Peki yazılım iş ortakları ne yapacaklar?
Yazılım üreticilerinin yani ISV’lerin “Ürün Liderliği” alanında rekabet ettiği çok bariz. ISV’ler üzerinden hizmet ve değer üreten VAR’ların ise rekabet stratejisini oluştururken “Müşteri yakınlığını tercih edecekler şüphesiz. TBK Consult kurucusu ve danışmanı Hans Peter Bech’e göre ideal bir pazarda olması gereken oranlar şu görseldeki gibi;
Bu görseli bizim sektörümüze uyarlarsak “Ürün liderliği” stratejisini benimseyen bir ISV, şirket faaliyetlerinin %70’lik bir kısmını ürününe odaklarken, yalnızca %5’lik kısmını müşterilerinin ihtiyaçlarını bire-bir çözmeye odaklıyor. ISV’nin öncelikli hedefi müşteriye özel bir ürün geliştirmek değil, kitleler tarafından kullanılabilecek, benzersiz ve yüksek teknolojili ürün üretmek.
VAR’ın tablosuna baktığımızda ise, müşteriye yakınlığı odağının, bir ISV’nin ürün liderliği odaklanmasından dahi daha yüksek olduğunu görüyoruz. Yani müşteriye özel çözüm üretmek VAR’lar için başlıca rekabet avantajı olarak görünüyor.
Bundan şu sonucu çıkarmamız mümkün; İş ortakları için müşteri kraldır!
İş Ortakları Nelere Dikkat Etmeli?
Evet, müşteri kraldır ama müşteri, en iyi hizmeti sizden alabildiği müddetçe sizin müşterinizdir. En iyi hizmeti sunmaya devam edebilmek için birkaç basit prensibi takip etmekte fayda var.
1-Müşteri memnuniyetine odaklanın
Bir müşteri için VAR ile çalışmanın en büyük avantajı, yukarıda da belirttiğimiz nedenlerden ötürü elbette daha nitelikli hizmet beklentisidir. Yani müşteriniz, sizden kendisine %100 değil, % 101 çözüm üretmenizi bekliyor.
%101 çözümü nasıl üreteceksiniz? Bir örnek ile açıklayalım; ERP projesini bir konut inşaatı olarak düşünün. Müşteriniz ise bu konutta oturacak olan aileler… Elbette konutu inşa ederken yasalara ve mevzuatlara uygun şekilde depreme dayanıklılık, kalite, ısı yalıtımı gibi faktörlere dikkat ediyorsunuz. Konutu, içerisinde mutfağı, banyosu, kapı ve penceresi ile boyalı temiz bir şekilde oturmaya hazır olarak teslim ediyorsunuz. Bu % 100 çözümdür. Ancak bu konutun deniz manzarası, özel ışıklandırması, özel elektronik aksamları, oturacak ailenin ihtiyacına göre bir takım ek özellikler ile teslim ettiğinizde %101 çözüm üretmiş oluyorsunuz. Yani aslında, siz müşteriye “lüks” üreten kişisiniz.

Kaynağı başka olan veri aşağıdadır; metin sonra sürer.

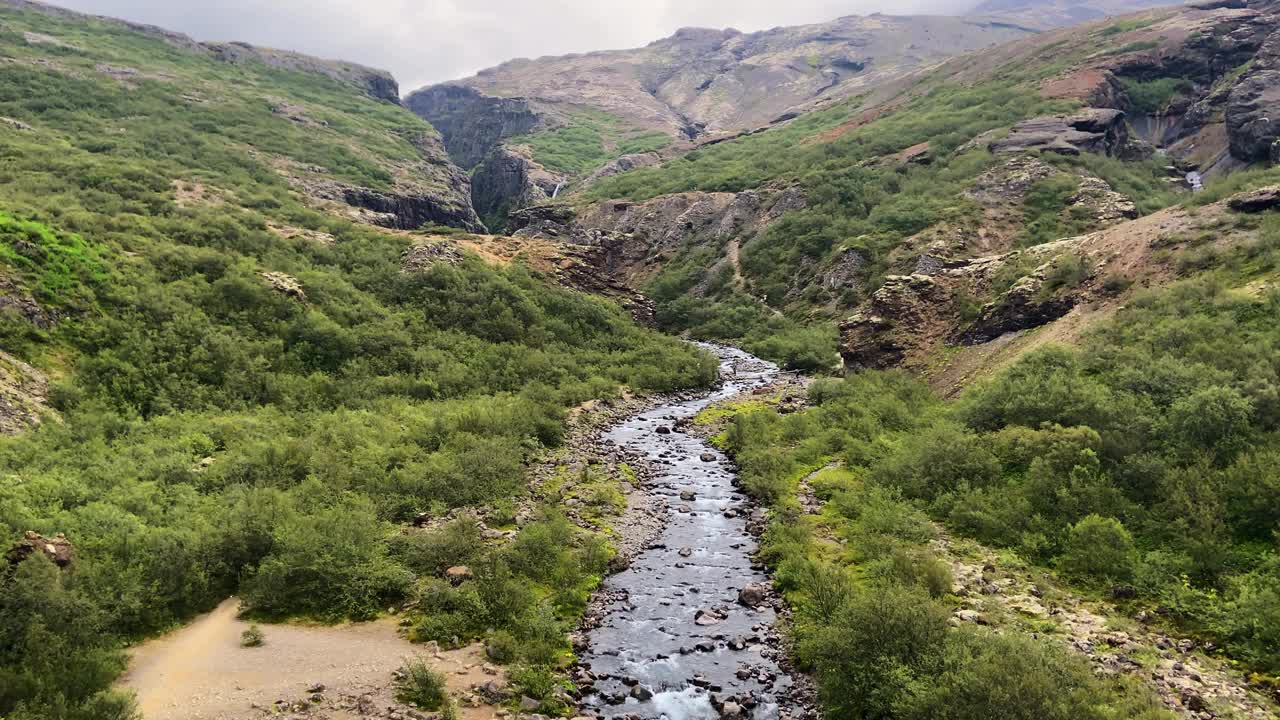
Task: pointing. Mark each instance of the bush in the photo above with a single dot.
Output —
(983, 674)
(871, 652)
(420, 686)
(252, 637)
(1255, 616)
(1098, 548)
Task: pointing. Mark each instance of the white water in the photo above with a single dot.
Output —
(702, 560)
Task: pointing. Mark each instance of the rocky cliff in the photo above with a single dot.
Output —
(705, 85)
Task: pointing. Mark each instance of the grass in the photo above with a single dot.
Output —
(1152, 96)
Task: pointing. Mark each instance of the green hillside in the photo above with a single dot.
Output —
(247, 395)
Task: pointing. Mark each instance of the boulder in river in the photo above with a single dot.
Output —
(753, 595)
(708, 618)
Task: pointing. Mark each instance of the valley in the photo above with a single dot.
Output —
(890, 368)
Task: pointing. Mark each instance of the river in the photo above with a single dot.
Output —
(676, 642)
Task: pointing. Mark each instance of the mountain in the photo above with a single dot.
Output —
(959, 173)
(247, 340)
(531, 128)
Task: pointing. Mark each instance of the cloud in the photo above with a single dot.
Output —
(426, 41)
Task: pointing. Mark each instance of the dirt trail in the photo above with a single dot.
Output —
(201, 671)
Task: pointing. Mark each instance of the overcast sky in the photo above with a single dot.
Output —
(426, 41)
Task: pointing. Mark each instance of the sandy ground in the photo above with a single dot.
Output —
(201, 671)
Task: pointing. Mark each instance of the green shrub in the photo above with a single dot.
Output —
(420, 686)
(252, 637)
(982, 674)
(1253, 616)
(868, 654)
(1098, 548)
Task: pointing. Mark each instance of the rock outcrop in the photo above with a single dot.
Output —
(698, 82)
(634, 237)
(23, 396)
(1256, 200)
(426, 255)
(1093, 130)
(472, 124)
(510, 180)
(1253, 106)
(56, 548)
(621, 165)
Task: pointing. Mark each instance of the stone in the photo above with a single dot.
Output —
(1092, 130)
(1256, 200)
(969, 616)
(424, 256)
(56, 548)
(753, 595)
(284, 285)
(707, 618)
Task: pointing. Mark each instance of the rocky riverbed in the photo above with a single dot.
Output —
(686, 629)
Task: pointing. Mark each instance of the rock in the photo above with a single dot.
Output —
(1252, 104)
(707, 618)
(753, 595)
(284, 285)
(1092, 130)
(16, 124)
(410, 209)
(1192, 701)
(1124, 592)
(472, 124)
(969, 616)
(492, 691)
(620, 165)
(510, 180)
(424, 256)
(457, 574)
(1256, 200)
(56, 548)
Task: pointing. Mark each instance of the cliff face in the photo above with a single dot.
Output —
(698, 81)
(472, 124)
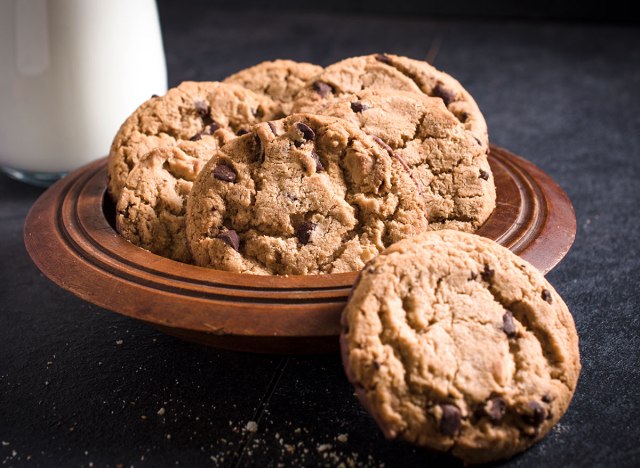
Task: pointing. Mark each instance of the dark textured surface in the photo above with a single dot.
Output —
(81, 385)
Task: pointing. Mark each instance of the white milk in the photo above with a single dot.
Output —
(71, 71)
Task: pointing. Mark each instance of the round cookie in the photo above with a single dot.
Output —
(281, 80)
(152, 206)
(456, 344)
(305, 194)
(444, 157)
(393, 73)
(193, 110)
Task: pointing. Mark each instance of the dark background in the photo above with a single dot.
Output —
(81, 386)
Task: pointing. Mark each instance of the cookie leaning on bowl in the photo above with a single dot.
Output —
(192, 111)
(302, 195)
(456, 344)
(445, 158)
(151, 210)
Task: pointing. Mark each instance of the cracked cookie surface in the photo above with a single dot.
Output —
(448, 161)
(305, 194)
(192, 111)
(152, 206)
(281, 80)
(456, 344)
(392, 73)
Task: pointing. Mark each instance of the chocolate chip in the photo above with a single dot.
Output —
(258, 150)
(535, 415)
(358, 107)
(316, 158)
(224, 173)
(383, 58)
(202, 108)
(212, 127)
(230, 237)
(303, 232)
(443, 93)
(307, 132)
(495, 408)
(487, 274)
(508, 324)
(322, 88)
(451, 419)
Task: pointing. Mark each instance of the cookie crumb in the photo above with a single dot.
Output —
(252, 426)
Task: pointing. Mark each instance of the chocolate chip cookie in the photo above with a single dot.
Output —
(449, 161)
(192, 111)
(392, 73)
(305, 194)
(152, 205)
(281, 80)
(456, 344)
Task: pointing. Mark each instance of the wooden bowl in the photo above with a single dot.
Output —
(70, 236)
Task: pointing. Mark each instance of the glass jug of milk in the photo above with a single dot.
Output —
(71, 71)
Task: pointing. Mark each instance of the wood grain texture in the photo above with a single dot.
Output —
(69, 235)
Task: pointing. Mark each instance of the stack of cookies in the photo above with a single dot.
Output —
(375, 164)
(289, 168)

2-Sürdürülebilir hizmet üretin
Siz aynı zamanda müşterinizin işletme danışmanısınız. Yani müşterinize lüks konutu verdikten sonra, onun değişen ihtiyaçlarını takip etmeye devam da etmelisiniz. Bu da demek oluyor ki, projeniz “run” olduktan sonra dahi müşterileriniz ile yakınlığınızı azaltmamalı, değişen ihtiyaçları tespit ederek yeni projeleri önerebilmelisiniz. Burada dikkatinizi çekmek istediğim bir ayrıntı, ISV’ler projeler run olduktan sonra müşterileri ile bağı koparmazlar. Ama sizin yalnızca bağı koparmamanız değil, yakınlığınızı azaltmamanız gerekir.

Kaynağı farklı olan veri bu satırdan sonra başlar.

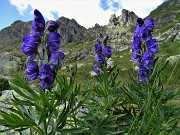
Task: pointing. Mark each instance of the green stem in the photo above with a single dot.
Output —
(149, 99)
(164, 90)
(45, 128)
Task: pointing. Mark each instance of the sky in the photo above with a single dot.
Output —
(85, 12)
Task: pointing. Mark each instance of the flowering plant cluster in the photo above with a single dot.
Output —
(50, 43)
(144, 54)
(102, 54)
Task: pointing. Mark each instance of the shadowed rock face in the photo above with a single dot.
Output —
(70, 30)
(14, 33)
(126, 19)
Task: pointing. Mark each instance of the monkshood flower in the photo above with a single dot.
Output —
(100, 59)
(32, 71)
(145, 34)
(105, 40)
(136, 45)
(142, 74)
(54, 42)
(96, 69)
(140, 21)
(46, 77)
(29, 47)
(58, 56)
(148, 60)
(107, 51)
(136, 56)
(138, 28)
(52, 26)
(144, 55)
(38, 24)
(150, 25)
(98, 48)
(152, 46)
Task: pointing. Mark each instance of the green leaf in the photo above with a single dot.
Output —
(72, 130)
(44, 98)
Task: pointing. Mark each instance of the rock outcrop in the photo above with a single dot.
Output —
(70, 30)
(126, 19)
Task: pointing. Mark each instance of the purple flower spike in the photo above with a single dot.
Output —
(145, 35)
(32, 71)
(149, 23)
(148, 61)
(54, 58)
(38, 25)
(142, 74)
(140, 21)
(98, 48)
(107, 51)
(54, 42)
(96, 69)
(105, 40)
(136, 45)
(152, 46)
(46, 77)
(136, 56)
(29, 47)
(52, 26)
(100, 59)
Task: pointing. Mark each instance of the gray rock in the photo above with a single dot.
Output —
(8, 61)
(173, 34)
(164, 19)
(127, 18)
(113, 20)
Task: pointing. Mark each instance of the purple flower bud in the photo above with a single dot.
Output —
(142, 74)
(55, 57)
(98, 48)
(36, 35)
(152, 46)
(105, 40)
(137, 31)
(150, 25)
(140, 21)
(29, 47)
(52, 26)
(107, 51)
(148, 60)
(136, 45)
(54, 42)
(46, 77)
(39, 23)
(145, 35)
(100, 59)
(136, 56)
(96, 69)
(32, 71)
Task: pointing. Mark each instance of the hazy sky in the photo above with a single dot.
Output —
(85, 12)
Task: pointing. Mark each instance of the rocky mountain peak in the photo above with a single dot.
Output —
(126, 19)
(70, 30)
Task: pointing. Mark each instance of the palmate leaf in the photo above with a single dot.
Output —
(20, 85)
(72, 130)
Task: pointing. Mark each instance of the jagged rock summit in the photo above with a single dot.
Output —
(126, 19)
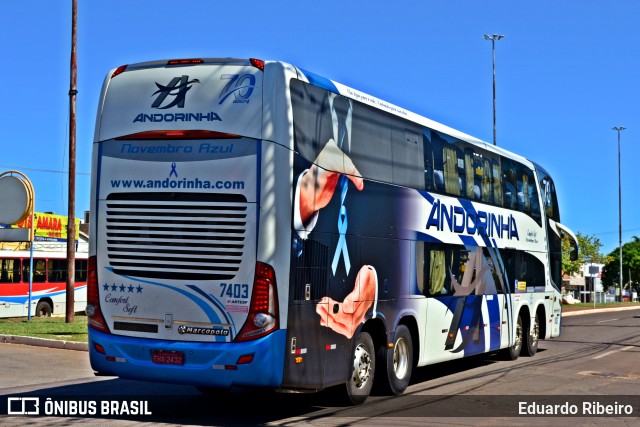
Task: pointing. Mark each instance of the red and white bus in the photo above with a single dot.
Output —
(48, 284)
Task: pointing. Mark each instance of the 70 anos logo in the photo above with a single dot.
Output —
(240, 86)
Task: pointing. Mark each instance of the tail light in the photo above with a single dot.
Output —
(263, 314)
(94, 314)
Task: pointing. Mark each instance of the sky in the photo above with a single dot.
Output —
(566, 73)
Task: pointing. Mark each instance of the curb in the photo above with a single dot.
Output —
(83, 346)
(43, 342)
(599, 310)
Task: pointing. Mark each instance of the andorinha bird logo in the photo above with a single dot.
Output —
(178, 88)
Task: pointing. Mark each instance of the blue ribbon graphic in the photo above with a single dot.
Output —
(342, 229)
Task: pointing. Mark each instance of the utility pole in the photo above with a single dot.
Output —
(493, 39)
(71, 224)
(619, 295)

3-Referanslarınızı hikayeleştirin
Bundan “Başarı Hikayeleri” oluşturmayı kastediyorum. Elbette müşterilerinize bu kadar emek harcadıktan sonra bunu tüm dünyaya duyurmanız da gerekir. Kabul ediyorum, tüm dünyaya duyurmak zor olabilir ama hiç olmazsa faaliyet gösterdiğiniz bölgelerde yer alan ve uzmanlaştığınız sektör mensupları, sizin başarılarınızı mutlaka duymalılar. Pazarlama sizin uzmanlık alanınız olmayabilir ancak iş ortaklığı yaptığınız ISV’den bu konuda destek isteyebilirsiniz. Unutmayın, sizin başarınız onların da başarısı…
4-Teknik içerik üretin
Bir çok danışmanın bu konuda çekimser olduğunu gözlemliyorum. Halbuki 21. Yüzyıl, internet, google, mobilite gibi araçlar tamamen bilgiye rahat ve hızlı erişimden ibaret.
Çağımızın özelliği “bilgiye erişim” çağı. Bilgilerinizi paylaşmaktan imtina etmeyin. Bilginizi public hale getirdiğinizde, bu bilginin kullanılıp size ihtiyaç kalmayacağını düşünmekte hatalısınız. Bilgiyi bilmek başka bir şeydir. Onu uygulamak başka bir şey. Uzman insanlar diğer uzmanlar ile çalışmak isterler. Sizin uzmanlığınızı internet üzerinden keşfedip ikna olmaları halinde ilk toplantınızın yapılmasından önce satışınızın %50’si tamamlanmış olur.
Teknik içeriği üretip internette görünür kılmanız size fayda sağlayacaktır.
5-Kendinizi ihmal etmeyin!
Tüm bu işlerle haşır neşir olurken birlikte yol aldığınız geminin istikametini ve durumunu arada sırada kontrol etmeyi ihmal etmeyin. Zira geminiz su almakta olabilir ve sizi de kendisi ile birlikte tarihin derinliklerine sürüklemekte oluyor olabilir. Veya tam tersi, geminiz yeni teçhizat ve donanımlarla hızını artırmıştır, siz gemi ile birlikte yol almakta olduğunuzu zannederken aniden geminin ufukta kaybolmakta olduğunu fark edebilirsiniz.
Bu nedenle, işbirliği yaptığınız ISV’nizin eğitim ve etkinliklerini sıkı takip edin. Firmanın yenilik olarak sunduğu argümanları inceleyin. Bu “yenilikler” size geminin istikameti hakkında önemli ipuçlarını verecektir.